Son birkaç yıldır kadınlara, ilişkilerinde çok emek vermemeleri gerektiği bilgisi pompalanıyor. “Bırakın o mücadele etsin” deniyor… Hiçbirine katılmıyorsun o zaman?
Ve daha neler neler… Yok işte erkek mağarasına et getirmekle mutluymuş, ona mücadele etme alanı bırakacakmışım. Kötü davranacakmışım, naz yapacakmışım, kaçacakmışım o kovalayacakmış… Naz da yapmıyorum, mücadele alanı da bırakmıyorum, kaçmıyorum da bilakis koşuyorum. (Gülüyor) Dürüst bir şekilde sevsin, bunu ifade etsin, mağarama da et getirmesin. Ben alırım, gerek yok. (Gülüyor)
“Tabii ki ilişkimize emek verelim” diyorsun o halde?
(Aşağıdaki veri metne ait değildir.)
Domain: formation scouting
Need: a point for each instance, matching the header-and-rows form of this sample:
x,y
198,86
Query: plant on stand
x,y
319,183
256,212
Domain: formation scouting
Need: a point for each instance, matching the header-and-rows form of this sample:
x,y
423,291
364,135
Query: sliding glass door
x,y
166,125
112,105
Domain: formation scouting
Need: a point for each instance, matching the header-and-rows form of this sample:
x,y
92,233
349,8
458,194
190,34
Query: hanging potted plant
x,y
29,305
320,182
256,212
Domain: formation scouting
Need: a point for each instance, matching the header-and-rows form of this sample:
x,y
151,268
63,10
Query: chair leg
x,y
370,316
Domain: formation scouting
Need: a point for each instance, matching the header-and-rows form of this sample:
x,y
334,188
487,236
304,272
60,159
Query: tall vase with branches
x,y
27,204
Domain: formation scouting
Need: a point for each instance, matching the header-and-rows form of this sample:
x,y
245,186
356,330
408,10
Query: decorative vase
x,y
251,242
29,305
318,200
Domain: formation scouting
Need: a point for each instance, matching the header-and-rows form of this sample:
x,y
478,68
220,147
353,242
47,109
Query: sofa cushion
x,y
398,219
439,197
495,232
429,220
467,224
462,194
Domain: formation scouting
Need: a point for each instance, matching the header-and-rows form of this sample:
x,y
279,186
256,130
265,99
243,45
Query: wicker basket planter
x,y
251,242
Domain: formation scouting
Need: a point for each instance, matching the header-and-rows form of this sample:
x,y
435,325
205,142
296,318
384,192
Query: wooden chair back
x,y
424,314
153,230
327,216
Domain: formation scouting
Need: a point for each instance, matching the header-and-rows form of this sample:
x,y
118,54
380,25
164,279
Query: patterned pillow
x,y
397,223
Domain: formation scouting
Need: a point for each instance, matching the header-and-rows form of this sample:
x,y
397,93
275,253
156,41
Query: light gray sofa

Hem de hep bir ağızdan kadınlar olarak, taktik kovalamadan, sevdiğimiz ve bizi sevdiğini, istediğini net bir şekilde dile getiren insanlara emek verelim, onlarla ilişki kuralım, bu ne idüğü belirsiz ilişkilere, bu zamanın adı konmayan tereddütlü sevgi biçimine baş kaldıralım diyorum. “Beni seviyor mu acaba?” sorusunun kalbimize ve aklımıza düştüğü her anda, aslında sevilmediğimizi bilelim. Gerçek sevgi ve gerçek ilişki ‘acaba?’ dedirtmez çünkü, nettir. Şüphe yoktur.